Apresento 10 fatos que todo brasileiro precisa conhecer, condição necessária para que

se mobilizem para se apropriar das nossas riquezas, em benefício dos 99,99%.

1- Qualidade de vida e consumo de energia são correlacionados

O consumo de energia primária per capita dos EUA, em 2014, foi de 7,4 milhões

de toneladas de petróleo equivalente por milhão de pessoas (Mtoe/M pessoas). Da

Coréia do Sul foi de 5,2. Enquanto no Brasil foi de apenas 1,3 Mtoe/M pessoas, próximo

do Paraguai com 1,1.

Para alcançar alto desenvolvimento humano, o Brasil precisa aumentar muito o

consumo de energia. Estimo necessário o aumento de cinco vezes no consumo de

energia primária nacional para que nossa população atinja padrões de vida

noruegueses. O cálculo não considera o aumento da população. Seriam necessários

quase 10 milhões de barris de petróleo por dia.

2- Para que haja crescimento econômico é necessário aumentar o consumo de

energia. Nenhum país se desenvolveu exportando petróleo por multinacionais

estrangeiras

Existe forte correlação entre o crescimento econômico e o consumo de energia.

A privatização do nosso petróleo para a sua exportação por multinacionais não

desenvolverá o Brasil. Trata-se de mais um ciclo primário exportador do tipo colonial.

Pau-brasil, açúcar, minérios, borracha, cacau, carne, soja e agora petróleo cru. Sempre

em benefício de uma pequena elite e em prejuízo da maioria.

Precisamos garantir a propriedade do petróleo, produzi-lo na velocidade

requerida para atender as nossas necessidades, agregar valor com o refino, a

petroquímica, a química fina, os fármacos, os fertilizantes. Desenvolver tecnologias e

infraestrutura produtiva das energias renováveis, de forma planejada, para distribuir a

renda petroleira por amplos segmentos sociais e nos preparar para o futuro.

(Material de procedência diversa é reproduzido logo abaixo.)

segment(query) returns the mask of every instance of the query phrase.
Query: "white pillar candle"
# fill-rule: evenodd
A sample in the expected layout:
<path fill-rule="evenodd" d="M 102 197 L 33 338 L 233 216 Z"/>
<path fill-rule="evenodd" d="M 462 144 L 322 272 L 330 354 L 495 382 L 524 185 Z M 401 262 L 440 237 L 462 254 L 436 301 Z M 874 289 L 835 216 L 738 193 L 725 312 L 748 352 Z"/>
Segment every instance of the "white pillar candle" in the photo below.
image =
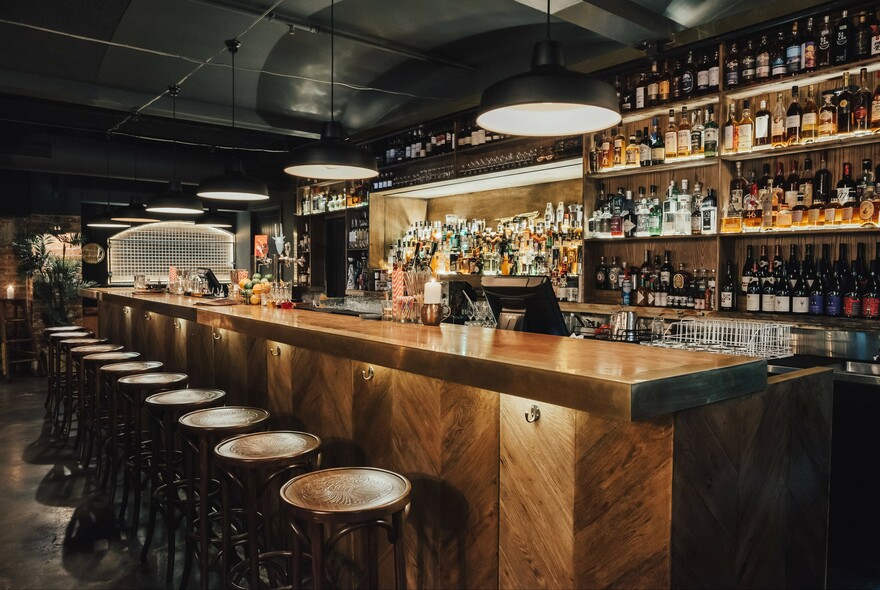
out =
<path fill-rule="evenodd" d="M 12 285 L 6 287 L 6 298 L 15 299 L 15 287 L 13 287 Z"/>
<path fill-rule="evenodd" d="M 440 303 L 442 293 L 443 287 L 434 279 L 425 283 L 425 303 Z"/>

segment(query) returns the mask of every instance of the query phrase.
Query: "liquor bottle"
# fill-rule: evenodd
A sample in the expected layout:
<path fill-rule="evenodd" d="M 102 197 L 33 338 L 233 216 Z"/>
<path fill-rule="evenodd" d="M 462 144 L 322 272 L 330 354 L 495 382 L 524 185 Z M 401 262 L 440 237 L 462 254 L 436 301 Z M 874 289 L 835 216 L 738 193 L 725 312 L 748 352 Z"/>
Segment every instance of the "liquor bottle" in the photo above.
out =
<path fill-rule="evenodd" d="M 865 243 L 856 244 L 856 259 L 853 261 L 850 274 L 856 278 L 860 290 L 864 290 L 868 282 L 868 261 L 865 258 Z"/>
<path fill-rule="evenodd" d="M 843 286 L 840 283 L 841 279 L 846 277 L 839 272 L 839 264 L 837 266 L 838 268 L 825 276 L 825 315 L 827 316 L 839 316 L 843 313 Z"/>
<path fill-rule="evenodd" d="M 657 60 L 651 62 L 651 74 L 648 76 L 647 107 L 657 106 L 660 97 L 660 73 L 657 70 Z"/>
<path fill-rule="evenodd" d="M 743 264 L 742 273 L 740 274 L 740 291 L 745 293 L 749 288 L 749 283 L 757 273 L 758 266 L 754 259 L 754 249 L 751 245 L 746 246 L 746 261 Z"/>
<path fill-rule="evenodd" d="M 709 92 L 718 92 L 721 87 L 721 59 L 718 49 L 712 54 L 712 61 L 709 63 Z"/>
<path fill-rule="evenodd" d="M 877 27 L 880 30 L 880 27 Z M 877 36 L 880 43 L 880 34 Z M 872 45 L 873 46 L 873 45 Z M 880 133 L 880 77 L 877 79 L 877 86 L 874 88 L 874 94 L 871 96 L 871 110 L 869 118 L 871 119 L 871 130 L 874 133 Z"/>
<path fill-rule="evenodd" d="M 843 73 L 843 88 L 837 95 L 837 132 L 853 131 L 853 92 L 849 85 L 849 72 Z"/>
<path fill-rule="evenodd" d="M 676 198 L 678 201 L 675 210 L 675 235 L 686 236 L 691 233 L 691 195 L 688 192 L 688 181 L 681 181 L 681 190 Z"/>
<path fill-rule="evenodd" d="M 880 211 L 880 207 L 877 207 L 877 210 Z M 718 233 L 718 197 L 714 188 L 706 192 L 700 203 L 700 214 L 703 219 L 701 233 L 709 235 Z"/>
<path fill-rule="evenodd" d="M 757 277 L 758 265 L 752 264 L 751 274 L 745 284 L 746 311 L 761 311 L 761 279 Z"/>
<path fill-rule="evenodd" d="M 602 169 L 614 166 L 614 138 L 611 133 L 602 134 L 602 143 L 599 147 L 599 155 L 602 157 Z"/>
<path fill-rule="evenodd" d="M 816 267 L 813 264 L 813 244 L 804 246 L 804 265 L 801 270 L 801 276 L 804 277 L 808 289 L 813 286 L 813 281 L 816 280 Z"/>
<path fill-rule="evenodd" d="M 663 143 L 666 144 L 666 158 L 678 156 L 678 127 L 675 126 L 675 111 L 673 109 L 669 109 L 669 123 L 666 125 Z"/>
<path fill-rule="evenodd" d="M 663 265 L 660 266 L 660 284 L 667 287 L 672 282 L 672 253 L 666 250 L 663 255 Z"/>
<path fill-rule="evenodd" d="M 852 52 L 850 44 L 853 38 L 852 24 L 849 21 L 849 13 L 841 11 L 840 20 L 834 25 L 833 47 L 831 48 L 831 65 L 841 65 L 850 61 Z"/>
<path fill-rule="evenodd" d="M 681 76 L 683 70 L 681 68 L 681 60 L 675 60 L 672 67 L 672 74 L 669 80 L 669 100 L 679 100 L 681 98 Z"/>
<path fill-rule="evenodd" d="M 880 27 L 878 27 L 880 28 Z M 871 126 L 871 91 L 868 90 L 868 69 L 859 70 L 859 87 L 853 95 L 853 131 L 868 133 Z"/>
<path fill-rule="evenodd" d="M 859 286 L 859 278 L 855 273 L 846 277 L 846 286 L 843 291 L 843 315 L 848 318 L 862 316 L 862 290 Z"/>
<path fill-rule="evenodd" d="M 875 260 L 862 292 L 862 315 L 869 319 L 880 317 L 880 274 L 878 273 L 880 271 Z"/>
<path fill-rule="evenodd" d="M 801 276 L 801 265 L 798 262 L 797 257 L 797 245 L 792 244 L 788 250 L 788 264 L 786 265 L 786 270 L 788 271 L 788 282 L 791 284 L 792 288 L 794 284 L 797 283 L 797 280 Z"/>
<path fill-rule="evenodd" d="M 794 21 L 791 24 L 791 35 L 788 37 L 788 43 L 785 47 L 785 69 L 790 76 L 800 73 L 801 71 L 801 35 L 798 33 L 798 23 Z"/>
<path fill-rule="evenodd" d="M 777 278 L 774 282 L 776 291 L 773 294 L 773 307 L 776 313 L 791 313 L 791 283 L 788 282 L 786 272 L 783 271 L 780 275 L 781 278 Z"/>
<path fill-rule="evenodd" d="M 761 217 L 763 215 L 761 201 L 758 197 L 758 182 L 755 180 L 755 171 L 749 172 L 748 190 L 743 195 L 743 231 L 752 232 L 761 229 Z"/>
<path fill-rule="evenodd" d="M 877 119 L 880 129 L 880 85 L 877 86 Z M 718 156 L 718 124 L 715 122 L 712 105 L 706 109 L 706 128 L 703 130 L 703 157 L 715 158 Z"/>
<path fill-rule="evenodd" d="M 880 166 L 878 166 L 880 168 Z M 880 190 L 876 177 L 871 172 L 871 160 L 862 160 L 862 175 L 859 177 L 859 219 L 862 227 L 880 227 Z"/>
<path fill-rule="evenodd" d="M 663 143 L 663 134 L 660 133 L 660 118 L 651 120 L 651 165 L 657 166 L 666 161 L 666 144 Z"/>
<path fill-rule="evenodd" d="M 645 260 L 642 262 L 642 266 L 639 267 L 639 283 L 646 284 L 650 280 L 653 272 L 654 267 L 651 264 L 651 251 L 645 250 Z"/>
<path fill-rule="evenodd" d="M 506 257 L 506 255 L 505 255 Z M 507 273 L 502 273 L 507 274 Z M 596 289 L 605 291 L 608 289 L 608 265 L 605 264 L 605 257 L 599 257 L 599 266 L 596 267 Z"/>
<path fill-rule="evenodd" d="M 687 60 L 681 70 L 678 82 L 679 94 L 682 98 L 690 98 L 697 91 L 697 66 L 694 63 L 694 52 L 688 51 Z"/>
<path fill-rule="evenodd" d="M 831 102 L 834 92 L 826 90 L 822 93 L 822 106 L 819 108 L 819 137 L 837 135 L 837 107 Z"/>
<path fill-rule="evenodd" d="M 780 203 L 785 201 L 785 164 L 776 161 L 776 176 L 773 177 L 773 210 L 778 211 Z"/>
<path fill-rule="evenodd" d="M 737 86 L 739 86 L 739 50 L 736 47 L 736 41 L 732 41 L 730 43 L 730 50 L 727 52 L 724 87 L 730 90 Z"/>
<path fill-rule="evenodd" d="M 636 135 L 638 134 L 638 135 Z M 636 131 L 629 136 L 629 143 L 624 150 L 624 164 L 627 167 L 636 167 L 639 165 L 639 144 L 642 140 L 642 132 Z"/>
<path fill-rule="evenodd" d="M 856 183 L 856 197 L 858 200 L 871 200 L 874 194 L 874 173 L 871 171 L 871 159 L 862 159 L 862 173 Z"/>
<path fill-rule="evenodd" d="M 615 127 L 614 132 L 612 133 L 613 147 L 612 147 L 612 158 L 611 165 L 612 166 L 621 166 L 624 162 L 624 145 L 626 144 L 626 138 L 620 133 L 620 128 Z"/>
<path fill-rule="evenodd" d="M 730 180 L 730 193 L 727 210 L 722 220 L 723 233 L 739 233 L 743 226 L 743 196 L 746 192 L 746 179 L 742 175 L 742 162 L 736 163 L 736 176 Z"/>
<path fill-rule="evenodd" d="M 835 225 L 852 225 L 856 204 L 856 181 L 852 177 L 852 164 L 843 163 L 843 175 L 837 181 L 837 202 L 840 207 L 834 218 Z M 858 215 L 855 216 L 858 220 Z"/>
<path fill-rule="evenodd" d="M 804 204 L 804 193 L 797 193 L 797 200 L 791 208 L 791 226 L 794 229 L 809 227 L 809 210 Z"/>
<path fill-rule="evenodd" d="M 676 146 L 679 158 L 686 158 L 691 155 L 691 124 L 688 121 L 686 106 L 681 107 L 681 119 L 679 119 L 678 123 Z"/>
<path fill-rule="evenodd" d="M 868 15 L 864 12 L 859 15 L 859 23 L 856 25 L 855 41 L 853 42 L 853 59 L 867 59 L 871 56 L 871 36 L 873 34 Z"/>
<path fill-rule="evenodd" d="M 657 83 L 658 103 L 665 104 L 670 99 L 670 84 L 672 82 L 672 73 L 669 68 L 669 60 L 663 64 L 663 73 L 660 74 L 660 80 Z"/>
<path fill-rule="evenodd" d="M 804 263 L 798 268 L 798 278 L 791 291 L 791 313 L 806 314 L 810 311 L 810 288 L 804 278 Z"/>
<path fill-rule="evenodd" d="M 617 256 L 611 258 L 611 266 L 608 267 L 608 288 L 612 291 L 620 290 L 620 274 L 623 268 L 617 264 Z"/>
<path fill-rule="evenodd" d="M 755 81 L 756 56 L 752 40 L 749 39 L 740 58 L 740 84 L 751 84 Z"/>
<path fill-rule="evenodd" d="M 643 109 L 647 105 L 648 75 L 645 72 L 639 74 L 636 82 L 636 109 Z"/>
<path fill-rule="evenodd" d="M 705 94 L 709 91 L 709 56 L 704 51 L 700 55 L 700 62 L 697 64 L 697 94 Z"/>
<path fill-rule="evenodd" d="M 782 104 L 782 93 L 776 93 L 776 106 L 770 119 L 770 143 L 773 147 L 788 145 L 785 135 L 785 107 Z"/>
<path fill-rule="evenodd" d="M 807 89 L 807 100 L 804 102 L 804 112 L 801 116 L 801 142 L 810 143 L 818 135 L 819 108 L 813 99 L 813 85 Z"/>
<path fill-rule="evenodd" d="M 807 19 L 807 30 L 801 38 L 801 71 L 816 69 L 816 32 L 813 30 L 813 17 Z"/>
<path fill-rule="evenodd" d="M 737 136 L 737 122 L 736 122 L 736 103 L 731 101 L 730 107 L 728 108 L 728 116 L 727 121 L 724 123 L 724 127 L 722 129 L 722 136 L 724 137 L 724 153 L 730 154 L 735 153 L 737 148 L 739 147 L 739 137 Z"/>
<path fill-rule="evenodd" d="M 816 278 L 809 287 L 810 300 L 807 311 L 810 315 L 825 313 L 825 282 Z"/>
<path fill-rule="evenodd" d="M 651 216 L 648 218 L 648 233 L 651 236 L 659 236 L 663 231 L 663 209 L 657 197 L 657 185 L 651 185 Z M 659 265 L 656 265 L 659 268 Z"/>
<path fill-rule="evenodd" d="M 651 136 L 647 127 L 642 129 L 642 141 L 639 143 L 639 165 L 651 165 Z"/>
<path fill-rule="evenodd" d="M 763 275 L 761 281 L 761 311 L 773 313 L 776 311 L 776 285 L 773 284 L 772 268 L 768 268 L 761 272 Z"/>
<path fill-rule="evenodd" d="M 758 112 L 755 113 L 755 145 L 770 145 L 770 111 L 764 99 L 761 99 Z"/>
<path fill-rule="evenodd" d="M 691 201 L 691 235 L 703 233 L 703 195 L 699 182 L 694 183 L 693 200 Z"/>
<path fill-rule="evenodd" d="M 798 87 L 791 87 L 791 104 L 785 112 L 785 136 L 788 145 L 796 145 L 801 141 L 801 116 L 804 114 L 798 101 Z"/>
<path fill-rule="evenodd" d="M 831 31 L 831 17 L 825 15 L 822 18 L 822 26 L 819 27 L 819 35 L 816 41 L 816 67 L 827 68 L 831 65 L 831 47 L 834 36 Z"/>
<path fill-rule="evenodd" d="M 785 46 L 785 31 L 779 29 L 776 42 L 770 49 L 770 75 L 774 78 L 784 78 L 788 72 L 785 63 Z"/>
<path fill-rule="evenodd" d="M 727 261 L 727 273 L 724 281 L 721 283 L 721 309 L 723 311 L 733 311 L 736 309 L 736 292 L 737 287 L 733 278 L 733 262 Z"/>
<path fill-rule="evenodd" d="M 749 100 L 743 101 L 742 119 L 737 124 L 737 148 L 739 153 L 750 152 L 754 142 L 755 123 L 752 121 L 752 111 L 749 108 Z"/>
<path fill-rule="evenodd" d="M 694 111 L 691 122 L 691 155 L 698 156 L 703 153 L 703 132 L 706 127 L 700 118 L 700 110 Z"/>
<path fill-rule="evenodd" d="M 880 55 L 880 10 L 871 18 L 871 57 Z M 880 275 L 880 272 L 878 272 Z"/>
<path fill-rule="evenodd" d="M 767 35 L 761 35 L 761 43 L 755 53 L 755 79 L 764 82 L 770 79 L 770 46 Z"/>
<path fill-rule="evenodd" d="M 752 174 L 754 174 L 754 170 L 752 170 Z M 772 179 L 773 177 L 770 176 L 770 164 L 765 163 L 763 166 L 761 166 L 761 179 L 757 181 L 758 188 L 768 189 L 770 187 L 770 181 Z"/>
<path fill-rule="evenodd" d="M 789 173 L 788 178 L 785 179 L 783 188 L 785 189 L 786 204 L 789 207 L 794 207 L 801 189 L 801 178 L 798 176 L 797 160 L 791 161 L 791 172 Z"/>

3- Não há substituto para o petróleo barato de se produzir, mas ele acabou e a

humanidade vive as consequências econômicas e sociais deste fato

Há 19 anos, em março de 1998, Colin Campbell e Jean Laherrère publicaram seu

artigo agora clássico "The End of Cheap Oil", O Fim do Petróleo Barato, na revista

Scientific American. Podemos ver agora que as previsões foram corretas.

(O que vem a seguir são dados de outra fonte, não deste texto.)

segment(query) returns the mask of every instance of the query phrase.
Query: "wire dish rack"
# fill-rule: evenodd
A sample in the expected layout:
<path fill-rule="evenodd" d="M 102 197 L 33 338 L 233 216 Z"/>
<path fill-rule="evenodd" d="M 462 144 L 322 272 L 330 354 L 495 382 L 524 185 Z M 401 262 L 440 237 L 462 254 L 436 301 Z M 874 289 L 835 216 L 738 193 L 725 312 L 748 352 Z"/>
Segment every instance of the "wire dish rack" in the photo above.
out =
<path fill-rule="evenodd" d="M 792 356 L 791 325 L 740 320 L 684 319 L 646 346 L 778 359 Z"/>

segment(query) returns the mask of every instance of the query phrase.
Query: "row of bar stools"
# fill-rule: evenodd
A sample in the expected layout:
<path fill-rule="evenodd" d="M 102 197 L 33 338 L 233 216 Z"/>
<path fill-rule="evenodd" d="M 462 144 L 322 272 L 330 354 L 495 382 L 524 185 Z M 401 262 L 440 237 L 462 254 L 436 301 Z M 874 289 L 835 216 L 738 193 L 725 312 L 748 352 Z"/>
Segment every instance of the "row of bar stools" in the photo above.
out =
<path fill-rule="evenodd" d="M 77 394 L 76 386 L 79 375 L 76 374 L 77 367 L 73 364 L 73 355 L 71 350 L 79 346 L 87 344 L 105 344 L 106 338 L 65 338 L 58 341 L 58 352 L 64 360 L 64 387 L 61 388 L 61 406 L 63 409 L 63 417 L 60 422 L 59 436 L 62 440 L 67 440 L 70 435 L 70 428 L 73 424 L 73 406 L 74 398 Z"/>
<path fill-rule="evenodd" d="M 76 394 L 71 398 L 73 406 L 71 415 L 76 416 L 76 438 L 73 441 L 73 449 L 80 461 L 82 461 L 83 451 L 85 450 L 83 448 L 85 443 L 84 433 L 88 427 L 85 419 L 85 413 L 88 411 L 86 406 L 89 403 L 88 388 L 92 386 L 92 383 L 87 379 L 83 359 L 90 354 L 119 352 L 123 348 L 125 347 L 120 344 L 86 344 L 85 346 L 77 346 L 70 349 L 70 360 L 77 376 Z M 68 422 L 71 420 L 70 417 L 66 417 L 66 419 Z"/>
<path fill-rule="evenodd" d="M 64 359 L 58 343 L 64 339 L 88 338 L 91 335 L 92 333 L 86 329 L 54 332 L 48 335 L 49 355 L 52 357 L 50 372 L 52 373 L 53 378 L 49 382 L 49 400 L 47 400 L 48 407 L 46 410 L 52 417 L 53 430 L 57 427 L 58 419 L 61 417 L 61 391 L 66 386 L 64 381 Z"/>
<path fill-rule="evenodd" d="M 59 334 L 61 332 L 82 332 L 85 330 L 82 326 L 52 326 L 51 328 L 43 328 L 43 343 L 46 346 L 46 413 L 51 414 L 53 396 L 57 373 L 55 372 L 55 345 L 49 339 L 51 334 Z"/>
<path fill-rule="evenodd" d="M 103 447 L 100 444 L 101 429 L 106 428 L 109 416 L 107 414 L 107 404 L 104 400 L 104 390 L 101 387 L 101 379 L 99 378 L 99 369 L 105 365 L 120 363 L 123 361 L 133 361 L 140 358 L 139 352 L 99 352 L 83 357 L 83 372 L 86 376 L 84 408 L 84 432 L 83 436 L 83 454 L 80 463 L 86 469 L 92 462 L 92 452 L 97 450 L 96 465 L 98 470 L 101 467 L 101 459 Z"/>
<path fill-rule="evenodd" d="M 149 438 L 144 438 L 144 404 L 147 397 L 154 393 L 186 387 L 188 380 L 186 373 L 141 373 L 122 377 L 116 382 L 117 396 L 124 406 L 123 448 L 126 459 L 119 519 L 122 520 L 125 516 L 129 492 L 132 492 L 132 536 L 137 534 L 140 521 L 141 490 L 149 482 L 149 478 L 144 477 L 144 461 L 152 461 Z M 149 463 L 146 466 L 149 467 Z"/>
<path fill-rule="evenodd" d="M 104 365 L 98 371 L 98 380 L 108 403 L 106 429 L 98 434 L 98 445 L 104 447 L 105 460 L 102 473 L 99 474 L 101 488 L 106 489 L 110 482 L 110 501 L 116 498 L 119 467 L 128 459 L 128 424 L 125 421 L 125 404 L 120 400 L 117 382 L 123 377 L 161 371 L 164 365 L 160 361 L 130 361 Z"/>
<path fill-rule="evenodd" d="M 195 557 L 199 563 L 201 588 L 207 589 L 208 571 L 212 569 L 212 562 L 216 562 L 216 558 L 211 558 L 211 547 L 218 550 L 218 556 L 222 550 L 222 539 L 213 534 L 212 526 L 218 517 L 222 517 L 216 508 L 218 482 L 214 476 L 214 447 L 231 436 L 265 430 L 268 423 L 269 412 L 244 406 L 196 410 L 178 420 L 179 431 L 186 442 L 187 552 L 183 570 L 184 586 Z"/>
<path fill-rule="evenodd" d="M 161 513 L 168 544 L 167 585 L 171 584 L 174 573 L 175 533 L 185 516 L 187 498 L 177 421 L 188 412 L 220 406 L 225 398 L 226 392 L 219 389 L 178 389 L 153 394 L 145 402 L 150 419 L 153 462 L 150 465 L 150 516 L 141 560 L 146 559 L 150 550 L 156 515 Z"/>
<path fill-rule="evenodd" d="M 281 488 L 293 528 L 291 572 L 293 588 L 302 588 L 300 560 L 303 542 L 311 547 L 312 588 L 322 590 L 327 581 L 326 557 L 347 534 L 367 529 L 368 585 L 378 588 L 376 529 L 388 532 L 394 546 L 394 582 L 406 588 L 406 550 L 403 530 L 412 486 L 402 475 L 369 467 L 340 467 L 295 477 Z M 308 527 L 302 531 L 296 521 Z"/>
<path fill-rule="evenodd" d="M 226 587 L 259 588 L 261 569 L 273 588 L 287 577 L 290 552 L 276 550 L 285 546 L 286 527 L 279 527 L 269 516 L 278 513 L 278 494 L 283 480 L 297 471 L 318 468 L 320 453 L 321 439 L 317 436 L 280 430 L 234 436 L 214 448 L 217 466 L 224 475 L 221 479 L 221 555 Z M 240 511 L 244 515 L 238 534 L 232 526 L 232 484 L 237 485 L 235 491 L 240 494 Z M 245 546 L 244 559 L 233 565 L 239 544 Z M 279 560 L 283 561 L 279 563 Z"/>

Em seu artigo de 1998, Colin e Jean também discutiram o petróleo não

convencional. Eles escreveram:

"Por último, os economistas gostam de salientar que o mundo contém

enormes reservas de petróleo não convencional que podem substituir o

petróleo convencional assim que o preço subir suficientemente alto para

torná-los lucrativos. Não há dúvida de que os recursos são amplos....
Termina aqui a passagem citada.